I have been emotional lately. Almost like a real girl. It is like PMS 24x7...I think. I don't really ever get PMS. Please stop giving me the evil eye - it isn't my fault. However lately, since "the job incident", I have been just on the edge of, oh - I don't know... losing my shit? I am touchy. I am on edge. I am ever-so-slightly-unstable way down at the inner core of my being. I don't even know that anyone else notices it - but I do. I don't feel the same cocky confidence that I seem to achieve so easily. My "work personality" is a bit shattered and I am left with the insecure INTJ type of person that I am inside, just oozing out of my seams. And you know what? I am not fond of this situation.
I feel for all of the people out of jobs in the country, in the world. I hope I have been helpful when people have needed me, because there are some very gracious, wonderful people helping me, and if it were not for them, I would lose my patience, and possibly my mind. Dan, Susan, Dennis, Mike, Davey, Laurie, Terry, Bebe, Rey, Roseanne, Janna, Kate, Erin, Dennis, Marietta, Chris, Aine, Pam, Jason and Lauren - and those I have forgotten - thank you, all of you for being my friend and just being there. It means a lot.

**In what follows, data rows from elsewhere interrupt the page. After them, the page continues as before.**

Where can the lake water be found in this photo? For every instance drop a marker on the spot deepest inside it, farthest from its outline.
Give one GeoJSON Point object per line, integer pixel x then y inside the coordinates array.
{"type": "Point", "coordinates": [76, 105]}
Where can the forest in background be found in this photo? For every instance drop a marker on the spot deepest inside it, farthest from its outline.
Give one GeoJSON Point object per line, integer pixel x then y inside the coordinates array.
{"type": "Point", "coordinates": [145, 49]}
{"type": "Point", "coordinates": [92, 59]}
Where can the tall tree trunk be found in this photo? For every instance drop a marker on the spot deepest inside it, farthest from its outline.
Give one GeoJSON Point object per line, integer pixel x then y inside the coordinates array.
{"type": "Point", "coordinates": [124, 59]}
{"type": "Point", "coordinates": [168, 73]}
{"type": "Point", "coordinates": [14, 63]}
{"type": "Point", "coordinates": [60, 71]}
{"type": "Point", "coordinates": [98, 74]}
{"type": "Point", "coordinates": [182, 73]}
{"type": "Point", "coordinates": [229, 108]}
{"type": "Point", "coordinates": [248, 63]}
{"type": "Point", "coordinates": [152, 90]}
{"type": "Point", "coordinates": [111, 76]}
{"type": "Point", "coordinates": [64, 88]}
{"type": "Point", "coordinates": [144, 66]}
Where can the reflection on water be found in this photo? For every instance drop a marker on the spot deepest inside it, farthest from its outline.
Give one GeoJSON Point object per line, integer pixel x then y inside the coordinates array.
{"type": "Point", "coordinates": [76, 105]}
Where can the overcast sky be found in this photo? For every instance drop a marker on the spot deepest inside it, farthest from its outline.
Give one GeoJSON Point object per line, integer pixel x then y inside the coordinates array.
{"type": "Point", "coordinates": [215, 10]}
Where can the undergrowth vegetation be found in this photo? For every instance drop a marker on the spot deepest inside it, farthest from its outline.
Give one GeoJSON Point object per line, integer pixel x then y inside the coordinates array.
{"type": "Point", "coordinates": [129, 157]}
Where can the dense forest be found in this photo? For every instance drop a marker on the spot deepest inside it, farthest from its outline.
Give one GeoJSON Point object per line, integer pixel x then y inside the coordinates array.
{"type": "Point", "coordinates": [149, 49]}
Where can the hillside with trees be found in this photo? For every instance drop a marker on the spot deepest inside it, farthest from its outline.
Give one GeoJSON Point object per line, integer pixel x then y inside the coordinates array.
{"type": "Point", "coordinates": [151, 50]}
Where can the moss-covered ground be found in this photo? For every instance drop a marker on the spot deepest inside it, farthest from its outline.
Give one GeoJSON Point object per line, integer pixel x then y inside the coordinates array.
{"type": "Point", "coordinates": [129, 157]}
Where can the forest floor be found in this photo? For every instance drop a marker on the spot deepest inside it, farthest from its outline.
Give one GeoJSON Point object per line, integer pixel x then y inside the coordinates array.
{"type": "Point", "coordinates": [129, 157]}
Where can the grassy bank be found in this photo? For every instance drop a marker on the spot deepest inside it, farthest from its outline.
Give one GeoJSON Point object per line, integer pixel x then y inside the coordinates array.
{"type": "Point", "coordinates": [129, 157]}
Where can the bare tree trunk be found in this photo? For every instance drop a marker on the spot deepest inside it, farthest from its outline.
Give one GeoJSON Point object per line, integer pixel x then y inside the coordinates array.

However...it only does so much, and I have to admit I didn't understand what people were going through in the past when they were let go (when I LET THEM GO... OH GOD), when they were without jobs. It is so taxing, and your ego takes a hit. Mine did anyway. I am a strong, successful business person. I make (made) an insane amount of money. I really thought I was invincible, and well, look at this - not so true. Now, just like all of those other people I have known, I have to get up, find a job, and heal myself.